2019-10-14 15:02:24 | 歴史への視角
 (前回と前々回の続きです) 

 ここまで、宗教もダメ、思想もダメ、だまされるんじゃないよ、と、いかにも述べてきた風です。それでは取り残されて労働者人民は何をしたらいいのか、社会学の勉強でもしろというのか。
 そうではありません。
 私にはネットウヨのリベラル批判からは彼らの歯軋りが聞こえます。「ちくしょう。ちくしょう」と言っている。何をそんなに悔しがっているのか。「誰か助けてくれよお」と確かに聞こえる。わたしは長生きしてるからね。
 述べたように思想が迫るものは「思想を語る彼ら」からの賞賛と優越です。それでよければ私の関知するところではない。彼らの中で仲間として賞賛と優越を得てゆけばよい。
 しかし、それはただで手に入るものではない。その代償は、彼らの気に入る行動です。
 何度も言うようだが、それでよければそれでいいのです。とくに子供たちはそれでいいのでしょう。
 しかし、思春期を過ぎた人間は自己を持ってしまっているものです。年寄りやブルジョワジーの手先である口先男たちに対して、それゆえの「ちくしょう」の言外の罵声のはずです。
 
 「ちくしょう」というこの疎外を満たす満足は、大人になってしまえば、自己から出て行く行動の成就によるもの以外にはない。 
 もちろん、超自我の持ち主のような少数派はどうでもいい。初めから勝手に行動をしているのですから、本人の苦労度のいかんを問わず、一般的に論議するのはムダです。(私のことですが。) 何それの行為をしたからといって心の中の「超自我」が賞賛してくれることもない普通の人間にとって、自己の自由を保障する賞賛と優越は、自己が新たに社会関係を結ぶ平等な、行為共同性を同じくする、そんな人々との間の賞賛と優越しかない。
 すなわち、自分の生理的状況を改善する事実認知と、それとフィットする限りでの新しい人々との共感です。決まりきった修辞で言えば、新しい明日の認知です。
 残念ながら人との認知詳細は、次の瞬間に引き継ぐ。それまで裏切り、裏切られ続けた人々との記憶は、決して行為主体の新しい明日を導きません。現実には導こうとも、人はその認知を拒否します。

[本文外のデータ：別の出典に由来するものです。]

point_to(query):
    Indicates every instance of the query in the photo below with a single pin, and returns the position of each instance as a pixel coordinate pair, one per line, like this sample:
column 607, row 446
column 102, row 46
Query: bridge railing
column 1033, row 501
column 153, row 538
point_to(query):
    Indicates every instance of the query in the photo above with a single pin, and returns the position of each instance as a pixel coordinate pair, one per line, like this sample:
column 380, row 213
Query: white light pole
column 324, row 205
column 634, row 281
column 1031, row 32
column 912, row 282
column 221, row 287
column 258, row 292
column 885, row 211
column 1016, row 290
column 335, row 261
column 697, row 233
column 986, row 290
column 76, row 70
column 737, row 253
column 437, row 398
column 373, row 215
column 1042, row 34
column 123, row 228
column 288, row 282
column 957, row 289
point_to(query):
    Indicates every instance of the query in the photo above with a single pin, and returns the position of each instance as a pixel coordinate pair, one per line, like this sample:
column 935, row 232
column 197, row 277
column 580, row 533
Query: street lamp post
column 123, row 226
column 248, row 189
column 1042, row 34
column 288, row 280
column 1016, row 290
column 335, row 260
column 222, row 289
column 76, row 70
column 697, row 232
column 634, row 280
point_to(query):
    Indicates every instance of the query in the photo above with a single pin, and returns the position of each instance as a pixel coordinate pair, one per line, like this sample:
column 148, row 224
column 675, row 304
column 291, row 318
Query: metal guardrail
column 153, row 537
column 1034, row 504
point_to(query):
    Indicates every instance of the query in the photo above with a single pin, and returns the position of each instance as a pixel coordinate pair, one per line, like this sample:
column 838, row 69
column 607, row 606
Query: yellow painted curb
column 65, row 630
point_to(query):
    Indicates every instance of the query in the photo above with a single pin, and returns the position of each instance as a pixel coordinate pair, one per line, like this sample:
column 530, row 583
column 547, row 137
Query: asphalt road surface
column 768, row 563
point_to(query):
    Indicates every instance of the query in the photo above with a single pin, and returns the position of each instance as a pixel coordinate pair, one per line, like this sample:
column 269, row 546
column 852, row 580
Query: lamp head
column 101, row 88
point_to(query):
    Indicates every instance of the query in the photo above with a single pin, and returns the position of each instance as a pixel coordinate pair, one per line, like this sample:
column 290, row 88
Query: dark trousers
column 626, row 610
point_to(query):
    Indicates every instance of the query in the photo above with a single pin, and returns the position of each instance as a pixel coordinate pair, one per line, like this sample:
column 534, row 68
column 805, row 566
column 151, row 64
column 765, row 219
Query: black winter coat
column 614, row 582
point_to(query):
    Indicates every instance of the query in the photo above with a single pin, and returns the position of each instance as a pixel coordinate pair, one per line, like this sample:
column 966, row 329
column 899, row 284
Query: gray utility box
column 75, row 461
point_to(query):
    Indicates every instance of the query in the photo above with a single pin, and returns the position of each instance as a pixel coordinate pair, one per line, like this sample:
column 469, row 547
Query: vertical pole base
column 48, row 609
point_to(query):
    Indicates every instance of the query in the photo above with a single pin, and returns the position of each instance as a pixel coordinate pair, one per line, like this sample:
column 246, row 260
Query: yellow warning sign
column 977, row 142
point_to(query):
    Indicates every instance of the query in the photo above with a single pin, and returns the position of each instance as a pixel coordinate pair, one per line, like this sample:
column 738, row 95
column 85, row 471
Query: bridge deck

ですから、相変わらず正義漢面した人間の言など、はなから聞く耳は持たない。これは正義漢の方々には理解不能でしょうが、それは正義漢の方々が社会学を勉強していないせいです。本来、高校で習うことなのですが、優秀な社会学徒は高校教師にならないのでしょうがない。
 それはともかく、「どうせ人間たちなどこんなもんだ」と思ってその日暮らしをしてきた疎外された人々は、新しい未来と新しい人々の間で自分の新しい未来を形作る。この過程の提示が「論理」というものです。「存在するものは合理的だ」などと知ったかぶりをしている人間は、この新しい論理の恐ろしさを知ることはない。そもそも人間は全てです。正義漢だけが理想の人間であったり歴史的主体であったりするものではない。一人の人間は、彼個人の主体において、社会の歴史のトータルなのです。ただ、その前提さえ備わったなら。あるいは、誰かが備えてくれたのなら。
 
 じゃあ、その未来とは何か。その生理的状況の改善とは何か。そこで仲間となる人々とは何か。
 それはとりあえず、論理そのものの問題ではありません。そこから先は私の口を出すところではありません。彼らは私とははなはだしく違う。そこから先は彼ら自身の思うようにすればいい。あるいは彼らの中の先覚者が、率先して広めればよい。
 このように、人間は誰もがトータルです。私は彼らは嫌いですが、しかし、彼らは友達ではないにせよ、「仲間」なのです。マルキストを仲間というのなら、ネット右翼も当然仲間なのです。
 願わくば、歴史の仲間たちが虚無に面してせっかく生を享けた一回限りのその自己を失わぬよう。